Aynı yıl 846da Vasık'ın hükûmetine karşı daha yakınlarda daha ciddi sorunlar çıktı. Vasık'ın islam dini hakkında kendi görüşlerini herkese zorla kabul ettirme uğraşlarından çok kişi tedirgin olmuştu. Bunlar arasında Bağdat'ta bir grup hükûmet darbesi yapma planlarına geçmişti ve bu grubun başını Ahmet bin Nasır adlı bir seyid çekmekteydi. Hükûmet darbesi büyük bir halk kütlesinin Bağdat'ta bayraklar ve davullarla bir büyük gövde gösterisi şeklinde 4 Nisan 846 günü yapılması planlanmıştı. Fakat darbeyi idare edenlerden ikisi bir gün önce gelecek zaferlerini kutlamak için içmeye koyuldular; planlar karıştı ve planlanandan bir gece önce bazı gruplar ortaya çıktı. Böylece planlanan darbe bir fiyaskoya dönüştü. Halifenin adamları darbecileri yakalamayı başardılar ve Ahmet bin Nasır tutuklanıp Samarra'ya halife huzuruna götürüldü.

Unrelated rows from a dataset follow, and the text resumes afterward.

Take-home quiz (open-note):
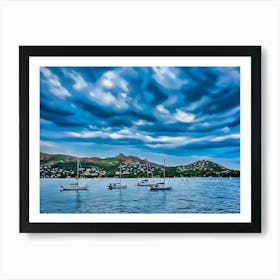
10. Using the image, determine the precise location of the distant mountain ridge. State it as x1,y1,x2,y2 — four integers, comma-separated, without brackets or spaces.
40,153,240,178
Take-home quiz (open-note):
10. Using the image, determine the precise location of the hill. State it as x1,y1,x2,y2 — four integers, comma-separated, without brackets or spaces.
40,153,240,178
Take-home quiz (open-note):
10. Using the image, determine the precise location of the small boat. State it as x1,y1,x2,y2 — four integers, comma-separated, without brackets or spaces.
60,158,89,191
150,159,172,191
137,160,154,187
107,166,127,190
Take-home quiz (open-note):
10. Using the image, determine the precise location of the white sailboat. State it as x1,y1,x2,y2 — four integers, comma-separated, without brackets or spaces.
60,158,89,191
107,166,127,190
137,160,154,187
150,159,172,191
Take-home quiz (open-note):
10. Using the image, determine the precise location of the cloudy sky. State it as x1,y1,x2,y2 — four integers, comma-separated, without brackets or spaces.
40,67,240,169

Halife'nin bu seyidi hilafete ihanetle suçlayacağını beklenmekteydi, ama bunun fena etkileri olabileceğini gören Vasık bu seyid ile karşılamayı müslüman bir seyidin hak yolundan ayrılmasının bir muhakemesi haline dönüştürdü. Ahmet bin Nasır müslümanlığın temel inanışlarına uymadığı suçu ile yargılanıp idam mahkûm edildi. İdam hükmünü Vasık hemen orada büyük efsanelere neden olan "Amr bin Madıkerib"'in ünlü kılıcı Samsama ile şahsen infaz ederek seyidin başını gövdesinden ayırdı. Ahmet'in gövdesi halka gösterilmek üzere Samarra'da Babek'in gövdesi yanına asıldı ve kesik başı Bağdat'a gönderilerek oradaki halka gösterildi.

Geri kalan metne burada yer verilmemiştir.